Forty-nine governors sent a letter to Defense Secretary Leon Panetta on Monday (February 27), calling on the Pentagon to reconsider its plan to slash funding for the Air National Guard.
"As commanders-in-chief, we appreciate the need to reorganize, restructure and modernize the military to meet new threats and economic realities. We also understand the need for cost-effective means to achieve these goals," the governors wrote. "Given these realities, we must oppose the proposal that the Air National Guard absorb 59 percent of the total aircraft budget reductions and approximately six times the per capita personnel reductions."
Cuts in the defense budget have long been a concern for the governors, who wrapped up an annual meeting in Washington, D.C., on Monday after a session with President Obama at the White House. The failure of the congressional "Super Committee" to reach a budget agreement last year increased the chances that the cuts will become a reality, and while some states are likely to be hit harder than others by reductions in the Pentagon budget, state officials around the country believe the Air National Guard is being targeted unfairly.
All 50 state adjutants general, who oversee the National Guard in each state, sent their own letter to Panetta warning against the cuts to the Air Guard, The Air Force Times reports .

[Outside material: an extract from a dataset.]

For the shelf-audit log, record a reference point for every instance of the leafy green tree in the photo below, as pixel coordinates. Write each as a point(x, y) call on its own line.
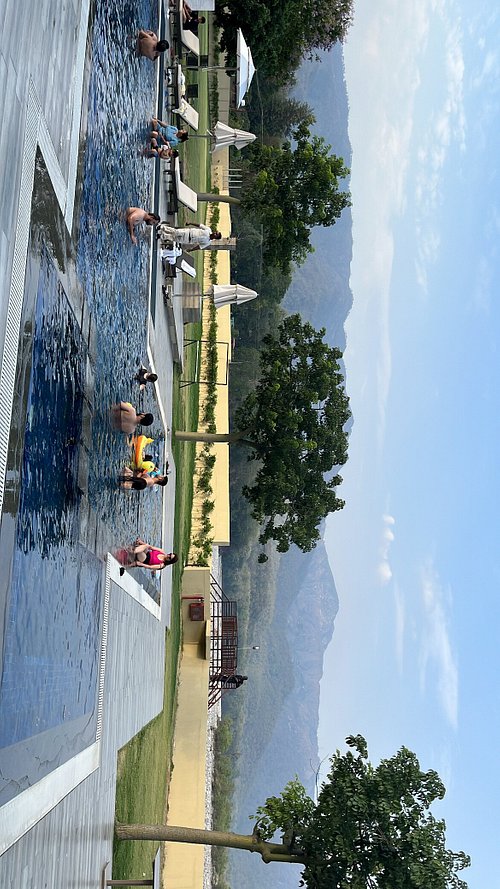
point(295, 188)
point(370, 828)
point(293, 421)
point(281, 33)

For the governors, the military cuts are just as much about jobs as they are about national security. The Air Forces Times reports that as many as 5,100 Guard positions could be eliminated in fiscal 2013 under the latest Pentagon plans. Michigan Governor Rick Snyder is among the governors who is worried, telling The Detroit News that more than 600 full-time and part-time workers could lose their jobs if the Pentagon follows through with a plan to move A-10 fighter planes from an Air National Guard base in his state.
Panetta met personally with some of the governors during their visit to Washington, D.C., and he noted that the Air National Guard cuts are not yet set in stone. "That gave me some hope," Governor Terry Branstad of Iowa said, according to the Omaha World-Herald.